Katie and I smirked at each other. Cash checked his hair in the reflection of a shiny letter opener he picked up off Mr. Crosby’s desk, and Connie snapped a picture of me with her phone. At least, I think it was of me. She might have been aiming at Cash.
“The election will be Friday during lunch.” Mr. Crosby started edging out of the room. “I’ll go make the announcement during, um, morning announcements. Good luck, thank you for your service to your school and keep it clean.”
I was pretty offended that he directed the last warning to me alone and kind of bummed that he didn’t spot my leadership potential and just name me president. But then I decided to look on the bright side—because the chief characteristics of a great politician are, um, optimism and … being a natural-born campaigner. That’s me.
I was ready. Not to mention happy and relieved that we didn’t have to fill out any forms after all. Paperwork is not my thing.
Great things happen to great people. I’m convinced of that, whaddayacallit, truism, yeah, something that’s true. I mean, just look at me: one minute I’m just sitting there, trying to think of a way to show I’m worthy of being Tina’s boyfriend, and then, bang, an entire presidential election is pretty much handed to me. The second homeroom bell hasn’t even rung yet and already I’ve taken action that not only will change the course of my life, but also is likely to alter the history of this entire school.
Actually, when you think about it, I hadn’t even had to take action; action had been thrust upon me. Fate called. Or was it duty? Which one calls? Well, whatever was taken or thrust or whoever called:
Kev’s life was falling into place. I would run the greatest campaign this school had ever seen, I’d win the vote—and get the girl—and all would be right with the world.
Man, it is good to be me sometimes, it really is.
I practically floated out of Mr. Crosby’s office, headed toward homeroom. I was psyched. This was the most foolproof plan ever for impressing Tina.
While it’s true that my latest run of good ideas and awesome plans hadn’t been a hundred percent successful, I’m not the kind of guy who lets a few failures get him down.
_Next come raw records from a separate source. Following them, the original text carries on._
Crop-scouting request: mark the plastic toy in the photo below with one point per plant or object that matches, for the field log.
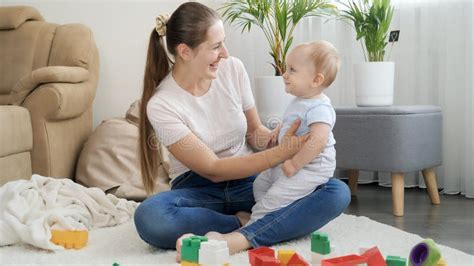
(190, 248)
(348, 260)
(373, 257)
(285, 255)
(260, 251)
(297, 260)
(70, 239)
(214, 252)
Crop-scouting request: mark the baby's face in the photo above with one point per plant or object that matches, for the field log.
(300, 73)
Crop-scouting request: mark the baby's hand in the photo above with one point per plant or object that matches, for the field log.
(288, 168)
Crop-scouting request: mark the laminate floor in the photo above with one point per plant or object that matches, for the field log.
(450, 224)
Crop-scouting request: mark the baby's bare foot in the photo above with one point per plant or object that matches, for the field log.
(244, 217)
(179, 242)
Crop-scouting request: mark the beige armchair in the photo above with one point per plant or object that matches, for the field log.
(48, 79)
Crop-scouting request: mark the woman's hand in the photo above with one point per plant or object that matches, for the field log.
(289, 168)
(291, 143)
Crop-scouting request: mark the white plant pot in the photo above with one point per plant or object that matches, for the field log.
(271, 99)
(373, 82)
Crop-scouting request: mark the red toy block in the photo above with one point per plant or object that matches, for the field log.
(374, 257)
(348, 260)
(264, 260)
(260, 251)
(297, 260)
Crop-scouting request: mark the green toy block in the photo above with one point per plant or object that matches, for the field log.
(320, 243)
(190, 248)
(396, 261)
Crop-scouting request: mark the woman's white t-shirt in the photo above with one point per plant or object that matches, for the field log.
(217, 118)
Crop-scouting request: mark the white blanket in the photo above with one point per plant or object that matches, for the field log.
(30, 209)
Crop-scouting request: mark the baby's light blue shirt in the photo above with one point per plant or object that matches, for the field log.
(309, 111)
That’s another key component of a great political candidate: undauntability. If that isn’t a word, I’m going to pass a law and make it one, because that’s what this country in general, and this school in particular, needs more of: undauntability. It’s a word that will look great on a bumper sticker.
A lot had gone wrong for me in the past. But this time, I thought, will be different. Because I’m not just
thinking like
a politician, I’m actually
becoming
one. I’m not just
acting like
my role model, I
am
the role model. That is going to make all the difference. See, in the past, I’d taken lessons learned from other areas and tried to apply them to the situation I was facing.
That
had been my downfall. It had been the overall conception, not my specific implementation, that had been faulty. But the disasters, or rather, growth opportunities of my recent past were behind me. I was unstoppable.
I found my way out of homeroom and to my first-period class, where I took notes the entire time. Not on the lecture—they were discussing
The Wizard of Oz
, a novel that creeped me out as much as the movie version. Put the dog on a leash, Dorothy! I could handle the flying monkeys and even the house falling on the witch, but I couldn’t stop obsessing about Toto running around loose. I’m a little obsessive or else a huge advocate of pet safety to worry like that. Animal lover, I decided, jotting that down in my notebook. Voters don’t put their trust in candidates who demonstrate obsessive
streaks, but everyone loves—and is happy to vote for—someone who loves pets.